La loi immigration aurait-elle été votée sans les voix du RN ?
Le projet de loi immigration a été voté par le Parlement, mardi 19 décembre, après d'intenses négociations en CMP pour faire évoluer le texte. Une victoire acquise "sans les voix des députés RN", a-t-on pu entendre de la part du ministre de l'Intérieur, Gérald Darmanin. En réalité, l'équation est un peu plus complexe.
À l'Assemblée nationale, le nombre de suffrages exprimés lors du scrutin était de 535. La majorité absolue est donc, arithmétiquement, de 268. 349 députés ont voté pour l'adoption du texte, 186 ont voté contre. Les 88 députés du Rassemblement national (RN) ont voté en faveur du projet de loi. Alors, le gouvernement vraiment aurait-il pu faire voter cette loi sans les députés RN ?
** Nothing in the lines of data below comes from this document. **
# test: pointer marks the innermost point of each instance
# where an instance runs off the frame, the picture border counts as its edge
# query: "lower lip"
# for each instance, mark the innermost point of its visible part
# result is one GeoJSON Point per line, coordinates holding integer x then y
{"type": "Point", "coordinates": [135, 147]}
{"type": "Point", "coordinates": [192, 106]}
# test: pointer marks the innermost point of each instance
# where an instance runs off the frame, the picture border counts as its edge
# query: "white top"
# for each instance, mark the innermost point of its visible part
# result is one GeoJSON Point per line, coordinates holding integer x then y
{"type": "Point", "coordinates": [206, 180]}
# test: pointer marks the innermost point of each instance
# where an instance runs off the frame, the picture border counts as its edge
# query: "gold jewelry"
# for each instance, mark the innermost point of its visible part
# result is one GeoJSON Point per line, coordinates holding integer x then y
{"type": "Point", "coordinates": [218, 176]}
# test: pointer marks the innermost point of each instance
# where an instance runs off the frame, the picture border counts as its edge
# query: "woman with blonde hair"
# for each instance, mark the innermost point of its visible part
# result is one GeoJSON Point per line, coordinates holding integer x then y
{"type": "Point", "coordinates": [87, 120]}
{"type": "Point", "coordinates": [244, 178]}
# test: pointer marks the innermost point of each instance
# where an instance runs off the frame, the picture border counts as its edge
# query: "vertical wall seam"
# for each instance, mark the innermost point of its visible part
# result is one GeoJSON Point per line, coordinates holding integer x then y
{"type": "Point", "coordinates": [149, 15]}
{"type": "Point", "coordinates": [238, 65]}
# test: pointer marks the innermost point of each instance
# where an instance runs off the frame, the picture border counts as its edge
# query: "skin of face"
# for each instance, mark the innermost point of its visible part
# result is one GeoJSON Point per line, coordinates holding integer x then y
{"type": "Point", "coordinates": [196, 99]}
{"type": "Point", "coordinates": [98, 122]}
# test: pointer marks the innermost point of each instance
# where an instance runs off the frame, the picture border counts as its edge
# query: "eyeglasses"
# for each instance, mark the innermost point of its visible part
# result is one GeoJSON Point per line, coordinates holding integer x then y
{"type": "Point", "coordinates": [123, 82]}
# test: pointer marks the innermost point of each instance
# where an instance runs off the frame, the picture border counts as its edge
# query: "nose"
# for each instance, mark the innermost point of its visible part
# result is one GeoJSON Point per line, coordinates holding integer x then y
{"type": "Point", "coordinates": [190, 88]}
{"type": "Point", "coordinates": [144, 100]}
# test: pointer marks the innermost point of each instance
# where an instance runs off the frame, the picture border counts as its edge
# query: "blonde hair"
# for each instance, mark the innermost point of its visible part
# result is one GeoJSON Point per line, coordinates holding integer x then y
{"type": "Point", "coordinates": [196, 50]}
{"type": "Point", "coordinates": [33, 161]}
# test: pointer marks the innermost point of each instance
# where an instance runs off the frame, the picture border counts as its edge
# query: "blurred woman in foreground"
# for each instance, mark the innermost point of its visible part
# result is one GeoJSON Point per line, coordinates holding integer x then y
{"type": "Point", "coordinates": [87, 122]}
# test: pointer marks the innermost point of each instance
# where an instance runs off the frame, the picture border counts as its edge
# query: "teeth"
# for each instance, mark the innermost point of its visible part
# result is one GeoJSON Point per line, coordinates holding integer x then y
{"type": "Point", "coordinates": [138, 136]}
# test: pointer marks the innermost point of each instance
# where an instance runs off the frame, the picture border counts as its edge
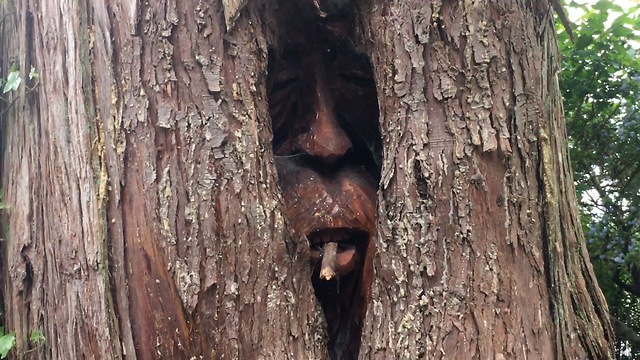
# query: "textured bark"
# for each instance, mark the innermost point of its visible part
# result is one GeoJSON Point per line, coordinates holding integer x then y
{"type": "Point", "coordinates": [479, 253]}
{"type": "Point", "coordinates": [145, 219]}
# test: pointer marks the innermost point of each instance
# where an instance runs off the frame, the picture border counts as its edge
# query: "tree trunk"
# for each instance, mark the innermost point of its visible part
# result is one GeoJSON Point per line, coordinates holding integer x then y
{"type": "Point", "coordinates": [480, 252]}
{"type": "Point", "coordinates": [145, 218]}
{"type": "Point", "coordinates": [146, 222]}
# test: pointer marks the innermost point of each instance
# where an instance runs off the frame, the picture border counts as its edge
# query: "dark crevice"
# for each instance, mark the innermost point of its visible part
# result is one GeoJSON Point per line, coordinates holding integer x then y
{"type": "Point", "coordinates": [326, 139]}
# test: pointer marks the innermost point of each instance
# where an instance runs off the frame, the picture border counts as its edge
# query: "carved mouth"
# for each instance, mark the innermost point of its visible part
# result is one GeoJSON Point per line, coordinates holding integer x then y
{"type": "Point", "coordinates": [339, 249]}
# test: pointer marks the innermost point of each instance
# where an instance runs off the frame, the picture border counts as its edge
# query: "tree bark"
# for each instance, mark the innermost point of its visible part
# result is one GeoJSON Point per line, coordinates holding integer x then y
{"type": "Point", "coordinates": [145, 220]}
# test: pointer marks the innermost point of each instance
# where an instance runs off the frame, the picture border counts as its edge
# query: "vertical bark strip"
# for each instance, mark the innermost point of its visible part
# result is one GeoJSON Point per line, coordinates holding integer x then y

Si le RN avait voté contre, la loi n'était pas adoptée
Deux autres scénarios étaient envisageables. Le premier : une abstention des députés RN. Dans ce cas, la loi immigration était bien adoptée et c'est sur ce constat que le gouvernement se fonde pour assurer que les voix de l'extrême droite n'ont pas compté. Pour arriver à un tel résultat, il est nécessaire de retirer les 88 voix des députés RN du vote, mais également du décompte total des voix. Le nombre de suffrages exprimés passe de 535 à 447, et automatiquement, la majorité absolue à 224. Dans un tel cas de figure, les 261 voix obtenues à l'Assemblée suffisent.
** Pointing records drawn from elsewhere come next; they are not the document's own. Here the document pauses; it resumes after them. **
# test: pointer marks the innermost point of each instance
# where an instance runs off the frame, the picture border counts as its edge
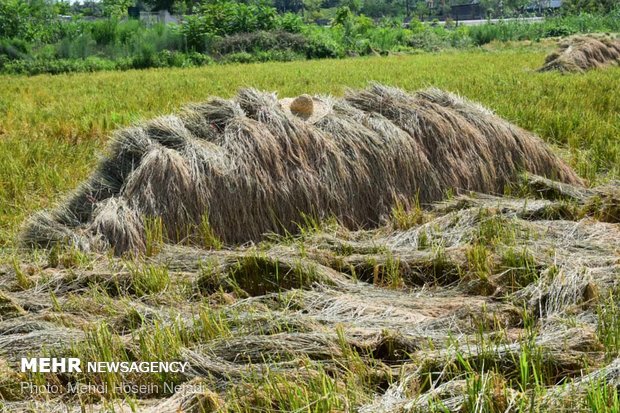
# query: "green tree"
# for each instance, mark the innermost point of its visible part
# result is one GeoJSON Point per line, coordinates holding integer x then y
{"type": "Point", "coordinates": [116, 8]}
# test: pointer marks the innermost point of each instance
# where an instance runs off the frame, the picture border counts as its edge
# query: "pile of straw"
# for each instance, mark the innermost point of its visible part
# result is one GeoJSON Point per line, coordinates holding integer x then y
{"type": "Point", "coordinates": [248, 166]}
{"type": "Point", "coordinates": [582, 53]}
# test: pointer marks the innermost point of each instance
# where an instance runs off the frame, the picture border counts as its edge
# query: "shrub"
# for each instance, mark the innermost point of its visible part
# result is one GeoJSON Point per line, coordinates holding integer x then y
{"type": "Point", "coordinates": [251, 42]}
{"type": "Point", "coordinates": [290, 22]}
{"type": "Point", "coordinates": [321, 45]}
{"type": "Point", "coordinates": [13, 49]}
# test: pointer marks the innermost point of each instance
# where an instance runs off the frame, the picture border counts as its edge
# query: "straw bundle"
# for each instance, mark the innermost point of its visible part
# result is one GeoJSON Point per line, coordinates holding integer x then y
{"type": "Point", "coordinates": [248, 166]}
{"type": "Point", "coordinates": [582, 53]}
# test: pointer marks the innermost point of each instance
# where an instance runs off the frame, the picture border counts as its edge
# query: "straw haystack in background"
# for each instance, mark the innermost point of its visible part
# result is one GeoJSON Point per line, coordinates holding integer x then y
{"type": "Point", "coordinates": [582, 53]}
{"type": "Point", "coordinates": [254, 164]}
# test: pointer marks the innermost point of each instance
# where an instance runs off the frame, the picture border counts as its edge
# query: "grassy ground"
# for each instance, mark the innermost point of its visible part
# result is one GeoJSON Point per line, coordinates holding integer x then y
{"type": "Point", "coordinates": [481, 304]}
{"type": "Point", "coordinates": [51, 127]}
Mais en droit électoral, c'est bien le nombre de suffrages exprimés qui comptent et la majorité des voix une fois établie la majorité sur ces suffrages exprimés. Et dans cette perspective, les votes du RN ont bel et bien permis à la majorité de faire voter le texte à l'Assemblée nationale. Comprenons bien : la majorité absolue est de 268. Le texte n'a été adopté qu'avec 261 voix pour. La position du RN dans ce vote n'est donc pas neutre, leur choix a influé sur les résultats. Si le RN avait voté contre le texte, ce dernier aurait alors été rejeté. Voilà pourquoi les voix du Rassemblement national ont bien pesé dans l'adoption du texte.